“It’s in my nature to forge,” says blacksmith Arnon Kartmazov, owner of Bridgetown Forge in Portland.
When you enter Kartmazov’s shop, you see a variety of heavy industrial machines. All sorts of tools and steels hang on the walls. And you’re likely to hear the rhythmic pounding of machinery, the sounds of a knife being ground, or the striking of an anvil against piece of a steel. Sparks are flying and everything is covered with soot. And Kartmazov, an experienced blacksmith who has trained in Israel and Japan, is in the middle of it all.
Kartmazov was born in Russia and his family moved to Israel when he was 11 years old. He developed an interest in blacksmithing and approached a blacksmith in Jerusalem to learn about forging steel. Kartmazov spent part of a year as an apprentice while he was a university student. “So I got my first introduction into what it is like to forge hot steel.”
Kartmazov left for Japan to study Japanese for one year as an exchange student. “But one thing led to another and actually I ended up staying there for 12 years,” he says. A friend who owned a knife shop in Kyoto introduced Kartmazov to a knife maker in Sakai, a city in Osaka Prefecture known for Japanese knife making. He trained and apprenticed with a few knife makers and a sword maker before he eventually opened his own shop in Kyoto. The relationships Kartmazov built with the master blacksmiths and his experience in Japan have had a lasting impact on his career.
One of Kartmazov’s masters was knife maker Hiroshi Ashi in Sakai. “What I’ve learned more than anything else from Ashi-san is the openness of mind … also humility. If you show him something new, something he has not seen, even if the person who is showing it to him is not necessarily any kind of master, if he likes it, if it works, he will adopt it right away,” explains Kartmazov. “That really influenced me because there is always somebody who knows something you don’t know. So there is no need to be arrogant.”
Kartmazov recalls that often people were surprised to see him practicing the traditional craft of blacksmithing. It is an uncommon vocation for many Japanese citizens and even more uncommon for foreigners living in Japan. “But generally I found great acceptance,” he says.

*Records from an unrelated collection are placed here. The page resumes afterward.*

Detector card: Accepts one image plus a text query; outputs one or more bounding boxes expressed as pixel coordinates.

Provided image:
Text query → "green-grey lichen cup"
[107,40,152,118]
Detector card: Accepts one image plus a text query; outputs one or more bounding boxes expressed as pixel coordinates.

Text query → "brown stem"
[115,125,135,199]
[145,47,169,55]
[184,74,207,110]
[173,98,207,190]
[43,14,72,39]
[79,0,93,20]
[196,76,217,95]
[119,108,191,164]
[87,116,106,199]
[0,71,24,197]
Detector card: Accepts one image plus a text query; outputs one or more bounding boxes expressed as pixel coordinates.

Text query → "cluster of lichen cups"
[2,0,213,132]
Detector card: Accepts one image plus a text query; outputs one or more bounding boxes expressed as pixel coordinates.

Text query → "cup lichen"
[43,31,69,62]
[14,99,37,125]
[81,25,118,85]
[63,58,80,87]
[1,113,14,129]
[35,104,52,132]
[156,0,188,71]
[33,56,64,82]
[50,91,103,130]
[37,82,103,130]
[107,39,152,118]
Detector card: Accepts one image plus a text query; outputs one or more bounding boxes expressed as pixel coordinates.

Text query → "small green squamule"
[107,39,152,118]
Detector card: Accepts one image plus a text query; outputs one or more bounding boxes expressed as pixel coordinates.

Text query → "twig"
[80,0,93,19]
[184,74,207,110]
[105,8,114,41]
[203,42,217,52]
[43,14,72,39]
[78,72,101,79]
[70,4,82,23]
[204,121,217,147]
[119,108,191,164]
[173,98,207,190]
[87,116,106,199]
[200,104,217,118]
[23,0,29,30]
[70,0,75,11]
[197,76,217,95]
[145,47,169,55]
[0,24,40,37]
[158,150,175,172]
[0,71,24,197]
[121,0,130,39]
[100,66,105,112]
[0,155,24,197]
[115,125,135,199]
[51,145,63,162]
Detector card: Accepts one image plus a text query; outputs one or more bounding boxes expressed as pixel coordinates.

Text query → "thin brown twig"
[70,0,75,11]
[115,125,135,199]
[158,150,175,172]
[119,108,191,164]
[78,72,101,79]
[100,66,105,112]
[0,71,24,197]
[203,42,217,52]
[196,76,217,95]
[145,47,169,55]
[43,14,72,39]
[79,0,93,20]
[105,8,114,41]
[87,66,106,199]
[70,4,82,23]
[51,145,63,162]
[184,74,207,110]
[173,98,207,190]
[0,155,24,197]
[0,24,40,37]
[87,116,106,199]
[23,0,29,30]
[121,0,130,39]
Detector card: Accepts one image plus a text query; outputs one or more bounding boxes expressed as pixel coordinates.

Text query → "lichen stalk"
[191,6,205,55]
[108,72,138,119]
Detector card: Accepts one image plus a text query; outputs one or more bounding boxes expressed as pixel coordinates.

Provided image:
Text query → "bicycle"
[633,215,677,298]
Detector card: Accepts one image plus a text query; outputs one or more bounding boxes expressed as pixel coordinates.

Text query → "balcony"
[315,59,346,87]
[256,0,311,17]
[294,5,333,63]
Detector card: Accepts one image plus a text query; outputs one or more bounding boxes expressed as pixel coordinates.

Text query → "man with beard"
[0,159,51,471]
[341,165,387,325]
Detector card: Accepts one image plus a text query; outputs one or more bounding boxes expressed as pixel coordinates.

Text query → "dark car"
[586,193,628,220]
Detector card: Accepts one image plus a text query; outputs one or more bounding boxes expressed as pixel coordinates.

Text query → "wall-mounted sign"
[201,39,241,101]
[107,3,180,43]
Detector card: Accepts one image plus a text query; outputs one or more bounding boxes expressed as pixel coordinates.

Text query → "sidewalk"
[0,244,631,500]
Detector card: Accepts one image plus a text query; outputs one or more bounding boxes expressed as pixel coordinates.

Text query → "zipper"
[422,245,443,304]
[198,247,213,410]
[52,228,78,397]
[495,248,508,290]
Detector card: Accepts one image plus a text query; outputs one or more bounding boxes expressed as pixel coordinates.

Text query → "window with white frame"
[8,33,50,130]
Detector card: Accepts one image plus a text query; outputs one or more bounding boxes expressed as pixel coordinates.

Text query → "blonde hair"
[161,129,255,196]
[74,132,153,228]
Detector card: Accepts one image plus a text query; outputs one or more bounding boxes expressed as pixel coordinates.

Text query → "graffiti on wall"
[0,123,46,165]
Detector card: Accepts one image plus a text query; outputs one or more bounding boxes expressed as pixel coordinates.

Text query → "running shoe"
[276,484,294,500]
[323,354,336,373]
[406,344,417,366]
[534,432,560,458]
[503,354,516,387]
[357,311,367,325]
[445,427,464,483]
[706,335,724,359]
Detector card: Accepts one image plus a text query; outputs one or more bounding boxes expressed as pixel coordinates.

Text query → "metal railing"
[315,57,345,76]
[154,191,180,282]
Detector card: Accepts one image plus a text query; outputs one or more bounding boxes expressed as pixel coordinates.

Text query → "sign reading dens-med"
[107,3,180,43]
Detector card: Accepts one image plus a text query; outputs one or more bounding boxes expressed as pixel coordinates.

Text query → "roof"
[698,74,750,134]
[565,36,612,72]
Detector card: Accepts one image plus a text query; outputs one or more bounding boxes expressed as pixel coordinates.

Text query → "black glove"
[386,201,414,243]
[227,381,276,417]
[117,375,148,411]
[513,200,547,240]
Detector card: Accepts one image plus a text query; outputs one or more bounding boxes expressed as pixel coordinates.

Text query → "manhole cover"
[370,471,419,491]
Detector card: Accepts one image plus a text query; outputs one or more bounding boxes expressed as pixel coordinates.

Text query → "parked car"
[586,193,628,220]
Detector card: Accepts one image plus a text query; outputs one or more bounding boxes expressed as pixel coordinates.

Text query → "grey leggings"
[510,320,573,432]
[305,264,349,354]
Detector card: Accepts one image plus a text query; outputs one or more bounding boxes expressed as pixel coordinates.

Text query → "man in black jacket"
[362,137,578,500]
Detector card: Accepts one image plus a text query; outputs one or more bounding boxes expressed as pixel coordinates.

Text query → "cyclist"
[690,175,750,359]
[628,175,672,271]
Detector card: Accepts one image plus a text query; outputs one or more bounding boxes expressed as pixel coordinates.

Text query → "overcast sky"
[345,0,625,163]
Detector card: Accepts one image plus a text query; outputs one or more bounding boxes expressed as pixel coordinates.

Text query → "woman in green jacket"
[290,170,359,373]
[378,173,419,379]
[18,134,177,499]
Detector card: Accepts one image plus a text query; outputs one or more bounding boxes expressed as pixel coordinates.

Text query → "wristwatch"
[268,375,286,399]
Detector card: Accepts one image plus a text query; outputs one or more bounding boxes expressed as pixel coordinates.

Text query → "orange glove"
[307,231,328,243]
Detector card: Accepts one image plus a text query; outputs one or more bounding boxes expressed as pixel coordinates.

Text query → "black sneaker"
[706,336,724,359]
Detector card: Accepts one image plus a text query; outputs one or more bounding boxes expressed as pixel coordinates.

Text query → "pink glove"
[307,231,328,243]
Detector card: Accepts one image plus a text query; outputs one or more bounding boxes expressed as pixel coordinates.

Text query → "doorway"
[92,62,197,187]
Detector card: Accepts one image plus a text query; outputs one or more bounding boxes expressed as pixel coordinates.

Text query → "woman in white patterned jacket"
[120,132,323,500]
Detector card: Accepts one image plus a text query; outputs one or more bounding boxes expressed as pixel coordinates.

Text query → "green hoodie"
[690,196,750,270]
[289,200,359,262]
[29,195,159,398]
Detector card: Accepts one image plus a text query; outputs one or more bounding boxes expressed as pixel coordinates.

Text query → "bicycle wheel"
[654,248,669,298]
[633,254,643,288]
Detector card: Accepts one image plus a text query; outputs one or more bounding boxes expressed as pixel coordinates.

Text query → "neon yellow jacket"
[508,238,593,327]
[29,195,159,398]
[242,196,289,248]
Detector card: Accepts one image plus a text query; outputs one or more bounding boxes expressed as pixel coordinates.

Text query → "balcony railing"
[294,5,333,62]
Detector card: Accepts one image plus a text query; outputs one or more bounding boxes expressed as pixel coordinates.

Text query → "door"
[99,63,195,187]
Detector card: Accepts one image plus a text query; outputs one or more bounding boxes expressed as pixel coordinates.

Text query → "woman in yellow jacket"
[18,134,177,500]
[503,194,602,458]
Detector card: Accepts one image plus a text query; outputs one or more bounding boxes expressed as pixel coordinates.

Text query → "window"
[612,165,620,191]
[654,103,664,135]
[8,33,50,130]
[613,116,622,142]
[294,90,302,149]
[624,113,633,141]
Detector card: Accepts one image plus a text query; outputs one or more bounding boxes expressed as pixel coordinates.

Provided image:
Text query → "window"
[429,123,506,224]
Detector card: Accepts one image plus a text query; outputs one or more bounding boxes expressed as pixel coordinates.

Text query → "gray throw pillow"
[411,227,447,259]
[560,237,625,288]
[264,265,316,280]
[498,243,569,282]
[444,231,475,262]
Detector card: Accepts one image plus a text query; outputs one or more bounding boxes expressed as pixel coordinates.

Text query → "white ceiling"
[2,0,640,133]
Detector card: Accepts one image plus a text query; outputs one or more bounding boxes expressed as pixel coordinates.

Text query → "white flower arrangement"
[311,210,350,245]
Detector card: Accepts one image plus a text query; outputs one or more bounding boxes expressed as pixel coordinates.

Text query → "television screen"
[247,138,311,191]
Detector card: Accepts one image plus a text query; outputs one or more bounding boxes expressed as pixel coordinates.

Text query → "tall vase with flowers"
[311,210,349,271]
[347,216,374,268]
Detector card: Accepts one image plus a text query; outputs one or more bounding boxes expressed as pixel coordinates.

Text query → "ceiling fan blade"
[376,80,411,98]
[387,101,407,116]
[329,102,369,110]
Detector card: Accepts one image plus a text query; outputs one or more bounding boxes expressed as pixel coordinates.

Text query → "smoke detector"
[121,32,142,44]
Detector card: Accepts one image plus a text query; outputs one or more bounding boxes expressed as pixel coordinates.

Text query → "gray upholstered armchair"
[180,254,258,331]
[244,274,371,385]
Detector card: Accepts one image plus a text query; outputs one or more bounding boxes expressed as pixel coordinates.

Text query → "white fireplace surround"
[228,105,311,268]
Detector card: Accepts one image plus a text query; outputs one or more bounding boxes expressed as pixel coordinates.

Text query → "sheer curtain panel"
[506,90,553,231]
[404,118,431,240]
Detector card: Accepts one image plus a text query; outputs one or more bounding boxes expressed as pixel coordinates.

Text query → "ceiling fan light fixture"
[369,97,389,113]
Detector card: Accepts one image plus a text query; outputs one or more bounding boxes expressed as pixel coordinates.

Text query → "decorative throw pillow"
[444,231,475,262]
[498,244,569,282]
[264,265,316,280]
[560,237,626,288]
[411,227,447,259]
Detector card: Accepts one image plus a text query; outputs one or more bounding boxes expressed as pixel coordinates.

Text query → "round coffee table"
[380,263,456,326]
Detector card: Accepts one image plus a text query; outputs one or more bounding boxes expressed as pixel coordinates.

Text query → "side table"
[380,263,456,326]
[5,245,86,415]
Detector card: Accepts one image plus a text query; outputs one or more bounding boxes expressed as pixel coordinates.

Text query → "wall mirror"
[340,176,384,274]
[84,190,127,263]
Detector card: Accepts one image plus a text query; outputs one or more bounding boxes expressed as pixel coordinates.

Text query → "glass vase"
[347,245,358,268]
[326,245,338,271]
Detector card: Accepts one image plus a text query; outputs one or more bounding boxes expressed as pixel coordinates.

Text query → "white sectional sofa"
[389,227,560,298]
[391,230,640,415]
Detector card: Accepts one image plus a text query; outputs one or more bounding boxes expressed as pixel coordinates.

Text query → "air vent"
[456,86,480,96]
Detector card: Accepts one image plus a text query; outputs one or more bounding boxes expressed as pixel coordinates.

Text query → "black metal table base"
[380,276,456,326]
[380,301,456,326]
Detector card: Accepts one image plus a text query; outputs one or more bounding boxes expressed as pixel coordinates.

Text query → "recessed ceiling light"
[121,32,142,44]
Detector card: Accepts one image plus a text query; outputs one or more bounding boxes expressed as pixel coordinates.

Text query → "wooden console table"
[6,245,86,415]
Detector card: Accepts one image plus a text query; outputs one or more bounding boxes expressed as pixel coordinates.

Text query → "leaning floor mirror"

”I had a shop in the hills of Northern Kyoto in a place called Hotokedani — Buddha’s Valley. I would open my door, I would see mountains and a river. It was quite pretty,” Kartmazov recalls. He made knives, woodworking tools, sculptural pieces and architectural steel work. “I worked with Japanese carpenters and I had a whale of time!”
In recent years, Kartmazov’s focus has been forging chef’s knives which are heavily influenced by the techniques he acquired in Japan.
“Making a tool is an interesting undertaking, in general, because you really have to have a degree of empathy for the user. You really have to understand how this tool is going to be used,” explains Kartmazov. “Which motion [will] the hand be making? What is the balance? What’s that being cut? ”
Although Kartmazov understands and appreciates the importance of aesthetics, he places more emphasis on a knife’s performance. “If the knife performs well, it will probably look good. So the appearance of my knife is dictated by [its] performance,” says Kartmazov.
Kartmazov explains if carbon steel is properly forged, heat-treated and ground, the knife can have a very keen edge and at the same time, it is easy to sharpen. Carbon steel can be heat-treated in such a way that only the edge of the knife will become hard and the backbone of the knife will remain soft to give it flexibility. It is a very common technique used in Japan, he says.
“I definitely know that every time I’ve ever gotten knives from Arnon, I could shave every hair of my body off and be totally bald within a matter of a minute,” says Ed Ross of Biwa Restaurant in Portland. Ross has been using some of Kartmazov’s knives, including the Yanagi and Deba styles, for more than three years.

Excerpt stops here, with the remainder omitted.